Namun, sejak Joko Widodo resmi dilantik menjadi Presiden Republik Indonesia, ia seakan berusaha menghilangkan ‘impresi’ itu sedikit demi sedikit. Sesuai dengan nama kabinetnya, ‘kerja’ adalah slogan pemerintahan Joko Widodo yang tidak lagi mengutamakan latar belakang untuk menjadi pemimpin. Pencalonan tunggal Tito Karnavian sebagai Kapolri baru-baru ini merupakan gebrakan Jokowi yang menghasilkan pro dan kontra dari berbagai pihak karena melompati tiga generasi sekaligus dari Kapolri sebelumnya, Badrodin Haiti. Jokowi seakan-akan mengobrak-abrik susunan menara yang telah terbentuk dan menggantikannya dengan alat dan bahan yang dibutuhkan menara ini untuk dapat menahan lebih banyak building blocks di kemudian hari.
Program-program yang dicanangkan Jokowi pun bukan semata-mata hitam di atas putih, melainkan dilaksanakan dengan cara yang baru pula. Budaya ‘blusukan’ Jokowi yang rutin dilakukan terbukti dapat memecahkan permasalahan di daerah-daerah terpencil yang belum pernah dijamah pemerintah sebelumnya. Jokowi merupakan Presiden RI pertama yang berhasil melakukan komunikasi langsung dengan Suku Anak Dalam serta yang pertama berani ‘blusukan’ ke zona merah di Indonesia yakni Kabupaten Nduga, Papua.

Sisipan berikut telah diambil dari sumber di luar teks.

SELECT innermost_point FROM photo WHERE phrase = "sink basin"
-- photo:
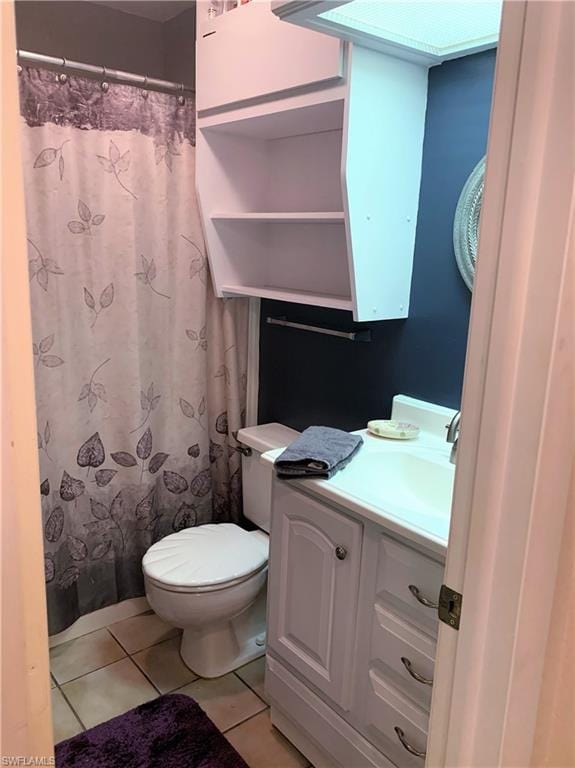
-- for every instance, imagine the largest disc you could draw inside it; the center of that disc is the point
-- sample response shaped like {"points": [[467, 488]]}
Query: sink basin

Selain itu, Jokowi memberlakukan berbagai kebijakan yang dinilai lebih berani dibanding pemerintah sebelumnya dan menghasilkan dampak positif bagi kemajuan pembangunan Indonesia. Ia mengumumkan kenaikan BBM sendiri tanpa diwakilkan menteri atau wapres untuk meningkatkan kepercayaan rakyat kepada dirinya. Ia mengizinkan penenggelaman kapal pencuri ikan di laut Indonesia, suatu peraturan yang telah lama diatur dalam undang-undang RI namun belum pernah dilakukan secara nyata. Pembubaran Pertamina Energy Trading Ltd (Petral) yang diarahkan langsung oleh Jokowi juga membuktikan tekadnya membersihkan seluruh konstruksi menara dari kotoran-kotoran sekecil apapun. Mengapa? Petral yang dinilai merugikan masyarakat karena mengimpor BBM serta mencampuri kebijakan untuk mencari keuntungan merupakan hambatan pembangunan Indonesia dan perlu dihilangkan.
Jokowi telah membuktikan bahwa suatu budaya yang telah melekat dan membuat sesuatu sulit berkembang dapat diubah dengan kerja keras dan gebrakan strategis. Untuk itu, kita sebagai rakyat Indonesia yang ikut menikmati hasil keringat Joko Widodo dan aparatnya juga harus meninggalkan kebiasaan buruk lama dan menggantinya dengan hal baru yang dapat membangun building blocks Indonesia menjadi lebih tinggi dan kokoh.